Respirei fundo antes de entrar no laboratório naquela manhã. Já fazem três dias desta parceria e ela continua tão insuportável quanto no primeiro segundo. Stefan já estava trabalhando e não fez nenhuma menção de falar comigo, isso definitivamente não é um problema para mim. Caminhei em igual silêncio até a bancada e apanhei meu jaleco, vestindo-o em seguida. Me sentei no local de sempre e apanhei a chave no bolso de minha calça para destrancar a pequena gaveta onde guardo o caderno. Assim que o tinha em mãos comecei a anotar tudo o que havíamos feito no dia anterior.
Alguns minutos se passaram até que eu me desse conta de uma estranha sensação de estar sendo observada. Pelo canto dos olhos, percebi que o homem estava com seus olhos fixos em mim, atentos a tudo o que eu estava fazendo. Eu sabia que ele estava aqui para me vigiar na mais suave das hipóteses, mas imaginei que ele seria um pouco mais sútil. É impossível não me sentir desconfortável.
— Qual era nossa segunda regra? – Questionei, olhando para ele através das lentes grossas dos meus óculos e me referindo a regra de não olhar.
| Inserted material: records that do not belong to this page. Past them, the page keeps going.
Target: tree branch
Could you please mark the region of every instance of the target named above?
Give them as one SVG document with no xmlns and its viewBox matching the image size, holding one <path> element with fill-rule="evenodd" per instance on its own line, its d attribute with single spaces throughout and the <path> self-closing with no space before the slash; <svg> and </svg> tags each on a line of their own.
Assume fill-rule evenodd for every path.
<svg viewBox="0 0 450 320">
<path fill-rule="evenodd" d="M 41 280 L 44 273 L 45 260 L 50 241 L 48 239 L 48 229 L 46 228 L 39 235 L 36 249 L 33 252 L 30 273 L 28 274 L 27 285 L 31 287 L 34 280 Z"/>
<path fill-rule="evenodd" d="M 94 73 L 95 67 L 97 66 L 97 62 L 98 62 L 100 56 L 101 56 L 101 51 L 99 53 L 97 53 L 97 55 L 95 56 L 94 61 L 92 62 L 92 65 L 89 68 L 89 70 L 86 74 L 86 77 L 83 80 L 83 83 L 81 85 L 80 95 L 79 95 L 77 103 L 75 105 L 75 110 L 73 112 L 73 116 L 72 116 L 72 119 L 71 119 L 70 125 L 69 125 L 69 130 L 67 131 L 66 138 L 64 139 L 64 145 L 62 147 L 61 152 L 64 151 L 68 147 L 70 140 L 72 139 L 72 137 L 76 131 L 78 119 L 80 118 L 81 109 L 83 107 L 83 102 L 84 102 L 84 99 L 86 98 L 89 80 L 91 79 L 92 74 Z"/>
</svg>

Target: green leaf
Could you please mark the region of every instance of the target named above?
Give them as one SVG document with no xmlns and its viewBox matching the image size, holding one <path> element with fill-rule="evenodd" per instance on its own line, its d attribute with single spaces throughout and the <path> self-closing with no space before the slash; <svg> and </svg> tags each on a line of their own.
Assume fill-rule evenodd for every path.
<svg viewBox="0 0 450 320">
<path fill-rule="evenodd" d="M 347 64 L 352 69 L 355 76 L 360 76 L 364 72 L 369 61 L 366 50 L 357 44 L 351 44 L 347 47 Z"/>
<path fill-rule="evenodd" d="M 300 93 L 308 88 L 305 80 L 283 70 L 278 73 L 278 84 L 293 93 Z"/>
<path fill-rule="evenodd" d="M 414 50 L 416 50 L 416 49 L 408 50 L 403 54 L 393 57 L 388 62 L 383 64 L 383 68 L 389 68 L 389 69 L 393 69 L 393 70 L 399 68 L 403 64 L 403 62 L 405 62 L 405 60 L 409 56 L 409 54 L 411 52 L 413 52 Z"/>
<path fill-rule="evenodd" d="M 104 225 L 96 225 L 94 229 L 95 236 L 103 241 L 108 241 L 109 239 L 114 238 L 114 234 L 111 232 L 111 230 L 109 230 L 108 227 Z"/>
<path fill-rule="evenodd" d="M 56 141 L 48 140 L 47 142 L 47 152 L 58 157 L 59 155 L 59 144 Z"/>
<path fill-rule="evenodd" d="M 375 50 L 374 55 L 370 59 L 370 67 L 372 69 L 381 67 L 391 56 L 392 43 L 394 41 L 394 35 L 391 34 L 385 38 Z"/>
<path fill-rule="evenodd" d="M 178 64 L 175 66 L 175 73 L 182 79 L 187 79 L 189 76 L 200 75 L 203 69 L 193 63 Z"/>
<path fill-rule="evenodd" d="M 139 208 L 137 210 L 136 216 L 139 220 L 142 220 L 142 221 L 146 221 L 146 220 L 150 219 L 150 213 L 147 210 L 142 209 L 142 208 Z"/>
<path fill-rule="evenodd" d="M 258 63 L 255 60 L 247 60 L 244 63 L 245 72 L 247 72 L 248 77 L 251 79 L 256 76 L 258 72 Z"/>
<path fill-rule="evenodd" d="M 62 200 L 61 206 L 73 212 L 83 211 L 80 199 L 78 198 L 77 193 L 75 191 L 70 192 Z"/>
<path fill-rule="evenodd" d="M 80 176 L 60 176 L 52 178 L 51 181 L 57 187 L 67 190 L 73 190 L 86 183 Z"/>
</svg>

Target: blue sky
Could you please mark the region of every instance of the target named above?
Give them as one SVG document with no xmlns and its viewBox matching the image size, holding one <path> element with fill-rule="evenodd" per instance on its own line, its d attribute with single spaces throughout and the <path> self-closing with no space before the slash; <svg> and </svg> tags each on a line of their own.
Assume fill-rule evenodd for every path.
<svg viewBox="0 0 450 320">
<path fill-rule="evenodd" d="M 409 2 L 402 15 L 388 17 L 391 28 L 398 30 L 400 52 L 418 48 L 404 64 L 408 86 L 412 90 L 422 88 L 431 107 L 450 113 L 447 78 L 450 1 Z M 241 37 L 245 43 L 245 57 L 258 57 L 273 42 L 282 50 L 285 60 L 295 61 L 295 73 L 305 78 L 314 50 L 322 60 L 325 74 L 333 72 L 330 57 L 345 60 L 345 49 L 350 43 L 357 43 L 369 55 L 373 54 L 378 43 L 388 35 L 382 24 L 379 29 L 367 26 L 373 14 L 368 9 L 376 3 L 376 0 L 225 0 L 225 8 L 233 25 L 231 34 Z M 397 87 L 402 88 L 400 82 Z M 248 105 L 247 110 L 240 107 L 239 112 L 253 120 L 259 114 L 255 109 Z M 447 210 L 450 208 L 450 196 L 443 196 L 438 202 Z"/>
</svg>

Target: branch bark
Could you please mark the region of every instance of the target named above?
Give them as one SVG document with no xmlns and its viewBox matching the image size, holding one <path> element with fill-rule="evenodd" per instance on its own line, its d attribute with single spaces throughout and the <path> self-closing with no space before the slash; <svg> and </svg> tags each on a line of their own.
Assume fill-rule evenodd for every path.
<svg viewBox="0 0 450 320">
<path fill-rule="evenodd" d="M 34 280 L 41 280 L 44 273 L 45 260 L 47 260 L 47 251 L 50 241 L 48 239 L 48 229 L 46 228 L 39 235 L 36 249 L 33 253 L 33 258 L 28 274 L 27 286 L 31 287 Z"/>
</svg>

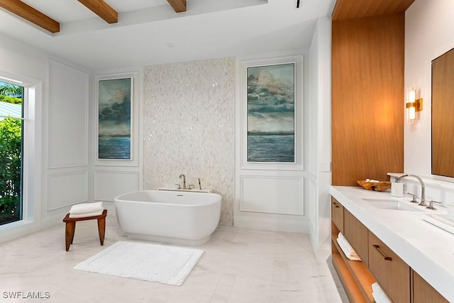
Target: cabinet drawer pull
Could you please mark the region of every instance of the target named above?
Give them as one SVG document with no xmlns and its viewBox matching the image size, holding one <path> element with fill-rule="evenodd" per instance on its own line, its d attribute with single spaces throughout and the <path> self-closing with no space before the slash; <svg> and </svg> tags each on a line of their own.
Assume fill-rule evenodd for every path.
<svg viewBox="0 0 454 303">
<path fill-rule="evenodd" d="M 374 246 L 375 249 L 378 250 L 379 253 L 380 253 L 380 254 L 384 258 L 384 260 L 386 260 L 387 261 L 392 260 L 392 258 L 386 255 L 386 254 L 383 252 L 383 250 L 382 250 L 379 246 L 377 246 L 377 244 L 372 244 L 372 246 Z"/>
</svg>

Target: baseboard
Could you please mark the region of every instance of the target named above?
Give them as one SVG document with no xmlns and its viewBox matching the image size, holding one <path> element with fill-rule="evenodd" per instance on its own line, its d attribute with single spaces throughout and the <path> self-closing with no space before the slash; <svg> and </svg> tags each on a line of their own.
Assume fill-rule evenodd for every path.
<svg viewBox="0 0 454 303">
<path fill-rule="evenodd" d="M 314 253 L 318 260 L 325 261 L 331 254 L 331 242 L 319 243 L 317 233 L 314 229 L 312 224 L 309 224 L 309 225 L 310 232 L 309 233 Z"/>
<path fill-rule="evenodd" d="M 309 222 L 301 220 L 235 216 L 233 226 L 272 231 L 309 233 Z"/>
</svg>

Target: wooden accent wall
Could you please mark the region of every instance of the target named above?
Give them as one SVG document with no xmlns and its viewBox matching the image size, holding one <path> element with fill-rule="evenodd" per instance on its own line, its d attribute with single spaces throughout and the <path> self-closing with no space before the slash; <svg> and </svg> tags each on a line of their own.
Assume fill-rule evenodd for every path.
<svg viewBox="0 0 454 303">
<path fill-rule="evenodd" d="M 404 170 L 404 18 L 333 21 L 333 185 Z"/>
<path fill-rule="evenodd" d="M 333 20 L 345 20 L 370 16 L 402 13 L 414 0 L 338 0 L 333 10 Z"/>
</svg>

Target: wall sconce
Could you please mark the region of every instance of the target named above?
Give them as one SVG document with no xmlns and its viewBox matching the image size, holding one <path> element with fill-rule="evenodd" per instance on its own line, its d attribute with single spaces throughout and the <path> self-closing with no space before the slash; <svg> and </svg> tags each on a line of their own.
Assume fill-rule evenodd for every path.
<svg viewBox="0 0 454 303">
<path fill-rule="evenodd" d="M 414 122 L 416 119 L 416 111 L 423 110 L 423 99 L 422 98 L 416 99 L 416 91 L 412 88 L 409 90 L 406 107 L 409 123 Z"/>
</svg>

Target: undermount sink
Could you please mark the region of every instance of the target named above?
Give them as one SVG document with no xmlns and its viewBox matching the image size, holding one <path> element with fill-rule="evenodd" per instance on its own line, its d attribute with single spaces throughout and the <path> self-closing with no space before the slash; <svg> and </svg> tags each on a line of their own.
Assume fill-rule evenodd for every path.
<svg viewBox="0 0 454 303">
<path fill-rule="evenodd" d="M 409 204 L 409 202 L 403 202 L 394 199 L 362 198 L 370 205 L 380 209 L 390 209 L 394 211 L 421 211 L 416 206 Z"/>
</svg>

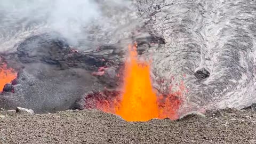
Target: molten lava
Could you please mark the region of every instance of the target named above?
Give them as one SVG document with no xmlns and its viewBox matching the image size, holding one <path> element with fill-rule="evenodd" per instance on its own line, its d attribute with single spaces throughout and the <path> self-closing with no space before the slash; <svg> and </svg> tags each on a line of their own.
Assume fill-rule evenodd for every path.
<svg viewBox="0 0 256 144">
<path fill-rule="evenodd" d="M 96 108 L 117 114 L 130 122 L 147 121 L 154 118 L 177 119 L 177 112 L 185 91 L 183 83 L 180 85 L 176 84 L 179 87 L 178 91 L 170 90 L 169 94 L 157 95 L 151 84 L 150 62 L 138 60 L 136 44 L 129 45 L 129 57 L 125 63 L 122 92 L 89 94 L 85 107 L 93 108 L 89 102 L 92 101 L 96 103 Z"/>
<path fill-rule="evenodd" d="M 17 76 L 17 73 L 11 68 L 8 68 L 6 63 L 0 66 L 0 91 L 6 83 L 10 83 Z"/>
</svg>

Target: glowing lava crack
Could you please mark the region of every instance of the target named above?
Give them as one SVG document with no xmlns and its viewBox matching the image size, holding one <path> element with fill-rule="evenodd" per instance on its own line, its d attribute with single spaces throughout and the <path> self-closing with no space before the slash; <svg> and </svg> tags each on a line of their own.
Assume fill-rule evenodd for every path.
<svg viewBox="0 0 256 144">
<path fill-rule="evenodd" d="M 9 68 L 6 63 L 0 66 L 0 92 L 6 83 L 10 83 L 17 77 L 17 73 L 11 68 Z"/>
<path fill-rule="evenodd" d="M 138 59 L 136 44 L 129 45 L 129 57 L 125 63 L 122 91 L 118 94 L 103 92 L 89 94 L 87 101 L 90 99 L 97 99 L 96 108 L 119 115 L 130 122 L 147 121 L 154 118 L 178 118 L 177 111 L 185 91 L 183 84 L 181 83 L 178 92 L 157 95 L 151 84 L 150 62 Z M 111 98 L 113 95 L 108 95 L 111 93 L 115 97 L 114 99 Z M 86 107 L 93 108 L 88 106 L 90 102 L 87 104 Z"/>
</svg>

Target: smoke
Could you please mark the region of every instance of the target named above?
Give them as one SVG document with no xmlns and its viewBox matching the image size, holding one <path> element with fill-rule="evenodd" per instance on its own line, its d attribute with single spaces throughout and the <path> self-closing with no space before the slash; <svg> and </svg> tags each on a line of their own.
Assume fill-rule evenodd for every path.
<svg viewBox="0 0 256 144">
<path fill-rule="evenodd" d="M 0 49 L 15 49 L 26 37 L 47 31 L 57 32 L 76 45 L 87 36 L 89 25 L 114 25 L 106 11 L 130 4 L 131 1 L 124 0 L 0 0 Z"/>
</svg>

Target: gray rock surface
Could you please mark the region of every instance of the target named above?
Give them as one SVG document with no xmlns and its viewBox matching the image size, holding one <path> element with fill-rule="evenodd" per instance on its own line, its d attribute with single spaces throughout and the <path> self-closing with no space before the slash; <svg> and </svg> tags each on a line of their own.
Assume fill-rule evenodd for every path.
<svg viewBox="0 0 256 144">
<path fill-rule="evenodd" d="M 77 102 L 88 92 L 118 88 L 113 76 L 134 41 L 141 57 L 153 60 L 151 75 L 158 92 L 172 92 L 170 86 L 179 91 L 184 82 L 187 92 L 181 115 L 255 102 L 255 1 L 140 0 L 131 6 L 100 1 L 103 15 L 83 26 L 86 36 L 76 39 L 80 52 L 70 57 L 70 37 L 53 32 L 49 21 L 27 18 L 19 27 L 14 21 L 0 29 L 1 51 L 7 52 L 3 58 L 22 69 L 15 92 L 0 95 L 1 107 L 20 105 L 36 112 L 79 108 L 83 105 Z M 9 13 L 1 22 L 8 22 Z M 38 37 L 46 33 L 61 36 Z M 108 74 L 92 76 L 101 66 L 109 67 Z"/>
<path fill-rule="evenodd" d="M 0 143 L 255 143 L 255 112 L 220 111 L 223 116 L 212 118 L 217 112 L 208 111 L 206 117 L 147 122 L 126 122 L 94 110 L 17 114 L 0 119 Z"/>
<path fill-rule="evenodd" d="M 34 114 L 34 110 L 31 109 L 26 109 L 19 107 L 16 107 L 16 112 L 21 113 L 27 113 L 29 114 Z"/>
</svg>

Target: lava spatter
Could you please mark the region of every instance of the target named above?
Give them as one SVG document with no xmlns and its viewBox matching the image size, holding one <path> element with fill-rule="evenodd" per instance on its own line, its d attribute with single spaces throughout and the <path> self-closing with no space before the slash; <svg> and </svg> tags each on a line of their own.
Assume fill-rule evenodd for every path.
<svg viewBox="0 0 256 144">
<path fill-rule="evenodd" d="M 0 91 L 2 91 L 6 83 L 10 83 L 17 77 L 17 73 L 5 63 L 0 65 Z"/>
</svg>

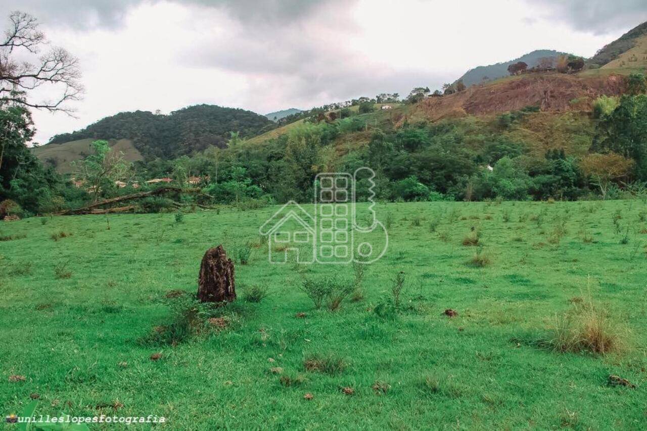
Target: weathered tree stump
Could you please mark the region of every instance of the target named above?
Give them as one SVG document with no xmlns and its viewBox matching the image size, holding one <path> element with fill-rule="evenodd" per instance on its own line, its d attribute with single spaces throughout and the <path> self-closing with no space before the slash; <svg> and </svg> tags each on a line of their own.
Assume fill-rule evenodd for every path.
<svg viewBox="0 0 647 431">
<path fill-rule="evenodd" d="M 230 302 L 236 298 L 234 262 L 222 245 L 209 249 L 200 264 L 198 299 L 202 302 Z"/>
</svg>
— Eu não estaria olhando se tivesse me dado alguma tarefa – Ele zombou cruzando os braços. Eu revirei os olhos.
— Você nunca seguiu minhas ordens e agora quer que eu lhe diga o que fazer? Acho que tem plena capacidade para fazer isso sozinho.
Foi a vez dele de revirar os olhos:
— Vamos trabalhar juntos agora, doutora, acho que devemos nos esforçar para manter nossa convivência civilizada e nos darmos bem.
— Civilidade é o máximo que terá de mim, não espere que possamos nos dar bem, isso nunca vai acontecer.
— Por quê diz isso com tanta certeza?
— Você ainda me pergunta? – Eu o questionei indignada com sua ousadia em fingir que não havia nada acontecendo. – Você nunca me respeitou dentro do meu próprio laboratório, você traiu minha confiança, agiu como um maldito...
— Você não me conhece – Ele me cortou, seu tom muito mais controlado que o meu. – Não sabe quem eu sou.
— Eu sei exatamente o tipo de pessoa que você é, isso é o suficiente para mim – Ergui meu queixo, meu rosto se transformando em uma expressão de desprezo. – Não quero nenhum tipo de relação com você.
— Está envolvida com pessoas muito piores do que eu, doutora.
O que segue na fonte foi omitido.